Spanish colonial documents suggest that Khipu were in some way used to keep records and communicate messages. Yet how the cords were used to convey useful information has puzzled generations of experts.
Unpicking the knots
Now, anthropologist Gary Urton and mathematician Carrie Brezine at Harvard University, Massachusetts, US, think they may have begun unravelling the knotty code. The pair built a searchable database containing key information about Khipu strings, such as the number and position of subsidiary strings and the number and position of knots tied in them.
The pair then used this database to search for similarities between 21 Khipus discovered in 1956 at the key Incan administrative base of Puruchuco, near modern day Lima in Peru. Superficial similarities suggested that the Khipu could be connected but the database revealed a crucial mathematical bond – the data represented by subsidiary strands on some of Khipu could be combined to create the strands found on more complex ones.
This suggests the Khipu were used to collate information from different parts of the empire, which stretched for more than 5500 kilometres. Brezine used the mathematical software package Mathematica to scour the database for other mathematical links ? and found several.
First word
“Local accountants would forward information on accomplished tasks upward through the hierarchy, with information at each successive level representing the summation of accounts from the levels below,” Urton says. “This communication was used to record the information deemed most important to the state, which often included accounting and other data related to censuses, finances and the military.”

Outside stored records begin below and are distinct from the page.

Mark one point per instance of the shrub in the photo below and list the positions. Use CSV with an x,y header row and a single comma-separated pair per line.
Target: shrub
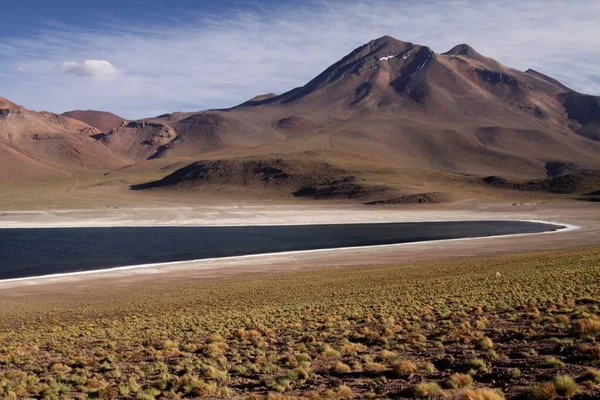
x,y
565,385
484,343
457,381
478,364
542,391
553,362
403,368
425,389
481,394
592,375
339,368
586,326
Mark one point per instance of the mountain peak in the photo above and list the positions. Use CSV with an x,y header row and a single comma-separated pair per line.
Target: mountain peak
x,y
5,103
463,50
386,43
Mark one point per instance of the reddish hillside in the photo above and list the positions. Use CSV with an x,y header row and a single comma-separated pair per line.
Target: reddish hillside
x,y
102,120
403,103
37,145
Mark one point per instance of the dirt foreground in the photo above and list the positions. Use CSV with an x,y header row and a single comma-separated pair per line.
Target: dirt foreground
x,y
582,219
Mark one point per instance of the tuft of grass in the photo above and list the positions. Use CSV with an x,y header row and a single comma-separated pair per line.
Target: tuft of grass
x,y
565,385
542,391
403,368
484,343
481,394
586,326
425,389
553,362
458,381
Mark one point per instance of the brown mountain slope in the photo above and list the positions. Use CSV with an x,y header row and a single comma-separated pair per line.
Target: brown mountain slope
x,y
102,120
37,145
407,105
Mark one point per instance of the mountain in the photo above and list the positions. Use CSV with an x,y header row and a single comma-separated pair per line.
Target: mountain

And Urton and Brezine go a step further. Given that the Puruchuco strings may represent collations of data different regions, they suggest that a characteristic figure-of-eight knot found on all of the 21 Puruchuco strings may represent the place itself. If so, it would be the first word to ever be extracted from an Incan Khipu.
Completely deciphering the Khipu may never be possible, Urton says, but further analysis of the Khipu database might reveal other details of life. New archaeological discoveries could also throw up some more surprises, Urton told New Scientist.